= The Choise of Valentines =

Poem by Thomas Nashe

The Choise of Valentines Or the Merie Ballad of Nash His Dildo, which alternatively acquired the label "Nashe's Dildo", is an erotic poem by Thomas Nashe, thought to have been composed around 1592 or 1593. The poem survives in three extant manuscript versions and was first printed in 1899. It recounts in the first person a sexual encounter in a brothel between the narrator, Tomalin, and his lover, Mistress Frances. The poem contains the most detailed description of a dildo in Renaissance literature, and contains one of the first attestations of the word dildo, though the word seems to derive ultimately from nonsense syllables common in early-modern popular ballads.

In the prologue, Nashe dedicates the poem to “the right honorable the Lord S.”, who is evidently Henry Wriothesley, 3rd Earl of Southampton, Shakespeare's patron and friend. Then in the epilogue when Nashe writes “My muse devorst from deeper care, presents thee with a wanton elegie", it appears that Nashe indeed wrote the poem with the patronage of Southampton.

==Plot summary==
As it is Valentine's Day, Tomalin goes to seek his flame, Mistress Frances, where she lives in the country, but discovers that she has been driven away by the local authorities and now resides in a brothel in the city. He enters the brothel, posing as a customer, and is offered other women by its Madame, but it is his lover that Tomalin really wants to see, even though it will cost him more. Tomalin is shown to Mistress Frances' room and is greeted with reciprocal passion, but before penetrating her he suffers from premature ejaculation due to his excitement. Mistress Frances lends Tomalin a helping hand to revive his erection, and the two have sex. During intercourse, she admonishes Tomalin to slow down and sets a rhythm more amenable to her own sexual gratification. Tomalin eventually climaxes, and his lover appears to climax as well, but soon expresses that she is not fully satisfied, and resorts to using a dildo.

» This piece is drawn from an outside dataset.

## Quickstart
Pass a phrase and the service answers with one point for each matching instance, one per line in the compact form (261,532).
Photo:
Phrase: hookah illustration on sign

After a long description of the dildo, Tomalin pays for the services rendered and leaves the brothel, asking the readers, "Judge, gentlemen, if I deserve not thanks?"

==Criticism==
The Choise of Valentines was not published until 1899, in an edition limited to subscribers and apparently intended for collectors of pornography. In 1905 Ronald B. McKerrow included the poem in his edition of Nashe's works. The poem is of particular interest to literary scholars concerned with late Elizabethan representations of gender and sexuality.

Ian Moulton reads the poem as expressing anxieties about masculine sexuality, including men's inability to satisfy women and women's sexual autonomy in taking their pleasure into their own hands. Moulton also describes how several of the extant manuscripts differ widely from the more complete Petyt version, three of them omitting entirely the long description of the dildo, and one of these being partially written in cipher.

A Choise of Valentines is a complex poem: Boika Sokolova writes, "For all its explicitness, . . . the poem manages to diffuse the pornographic through sparkling wit, literary allusion and self-conscious mock-seriousness."